Cyber

Malicious Insider Incidents Overtake Negligence-Based Threats In Australia

Mimecast’s 9th annual State of Human Risk Report found 41% of Australian organisations report rise in malicious insider incidents over the past year, overtaking the 38% that saw an increase in negligence-based threats for the first time. Report highlights widening gap between security awareness and technical controls.

Matthew Giannelis
Matthew Giannelis

A new Mimecast report suggests Australian organisations may be entering a dangerous phase of internal security risk, with deliberate insider threats now increasing faster than accidental employee mistakes for the first time.

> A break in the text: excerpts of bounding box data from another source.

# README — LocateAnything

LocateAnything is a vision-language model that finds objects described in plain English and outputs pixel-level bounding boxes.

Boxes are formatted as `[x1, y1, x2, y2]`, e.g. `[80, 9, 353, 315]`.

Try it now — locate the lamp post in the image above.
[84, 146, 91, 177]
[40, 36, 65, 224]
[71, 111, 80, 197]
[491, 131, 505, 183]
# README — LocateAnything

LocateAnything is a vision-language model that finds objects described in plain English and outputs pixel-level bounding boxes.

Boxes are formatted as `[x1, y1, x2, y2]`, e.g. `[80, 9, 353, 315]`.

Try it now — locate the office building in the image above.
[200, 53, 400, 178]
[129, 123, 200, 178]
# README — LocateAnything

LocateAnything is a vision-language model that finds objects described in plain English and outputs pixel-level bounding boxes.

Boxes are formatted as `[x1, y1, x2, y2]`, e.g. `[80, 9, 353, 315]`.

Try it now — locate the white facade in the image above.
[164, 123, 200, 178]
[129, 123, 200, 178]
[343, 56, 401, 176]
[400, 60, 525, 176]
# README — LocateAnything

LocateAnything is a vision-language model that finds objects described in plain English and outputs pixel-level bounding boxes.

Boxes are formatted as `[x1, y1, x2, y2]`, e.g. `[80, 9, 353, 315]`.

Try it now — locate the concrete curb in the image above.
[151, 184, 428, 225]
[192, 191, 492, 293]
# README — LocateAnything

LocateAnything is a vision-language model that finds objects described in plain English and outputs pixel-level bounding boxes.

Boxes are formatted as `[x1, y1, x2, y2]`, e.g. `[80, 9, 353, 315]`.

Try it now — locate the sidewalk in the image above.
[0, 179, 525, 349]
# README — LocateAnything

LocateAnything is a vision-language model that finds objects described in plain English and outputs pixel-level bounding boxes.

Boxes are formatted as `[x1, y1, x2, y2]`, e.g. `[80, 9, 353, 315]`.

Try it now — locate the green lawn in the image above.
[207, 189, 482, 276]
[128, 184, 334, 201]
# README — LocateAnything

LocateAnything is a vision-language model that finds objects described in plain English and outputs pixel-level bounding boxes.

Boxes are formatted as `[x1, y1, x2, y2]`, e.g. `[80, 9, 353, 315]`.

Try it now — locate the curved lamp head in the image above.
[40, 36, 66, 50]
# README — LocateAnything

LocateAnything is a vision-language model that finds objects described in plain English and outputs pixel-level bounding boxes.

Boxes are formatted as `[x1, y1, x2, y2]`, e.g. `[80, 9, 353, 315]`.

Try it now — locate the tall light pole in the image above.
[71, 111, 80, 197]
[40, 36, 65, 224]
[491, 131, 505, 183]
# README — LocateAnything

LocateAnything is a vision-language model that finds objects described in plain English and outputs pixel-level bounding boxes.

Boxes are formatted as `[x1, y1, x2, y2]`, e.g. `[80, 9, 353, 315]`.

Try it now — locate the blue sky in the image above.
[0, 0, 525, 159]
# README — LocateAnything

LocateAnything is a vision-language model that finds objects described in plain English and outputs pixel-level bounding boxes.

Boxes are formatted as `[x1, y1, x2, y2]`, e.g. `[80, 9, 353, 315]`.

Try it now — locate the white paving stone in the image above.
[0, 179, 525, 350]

The company’s 9th annual State of Human Risk Report found that 41% of Australian organisations recorded an increase in malicious insider incidents over the past year, compared with 38% that saw a rise in negligent incidents.

The result is more than a statistical crossover. It points to a deeper shift in enterprise security, where intentional misconduct from within is no longer a secondary concern, but an increasingly central one.

That change is reflected globally as well. Organisations reporting increases in malicious insider concerns rose from 33% in 2024 to 41% in 2026.

Mimecast’s study surveyed 2,500 IT security and IT decision-makers worldwide, including 250 in Australia, and puts a heavy financial weight behind the findings.

On average, organisations are experiencing six insider-driven incidents each month, with each incident estimated to cost AUD$18.4 million. At the same time, 66% expect insider-related data loss to increase over the next 12 months.

Taken together, the findings paint a picture of security teams being squeezed from multiple directions: rising insider intent, growing AI capability, weak coordination between tools and people, and governance systems that are struggling to keep pace.

Among the report’s other key findings:

  • AI threat preparation lags despite inevitable attacks – Sixty-eight percent of Australian security leaders say AI attacks against their organisation are inevitable within 12 months, yet 52% are not fully prepared.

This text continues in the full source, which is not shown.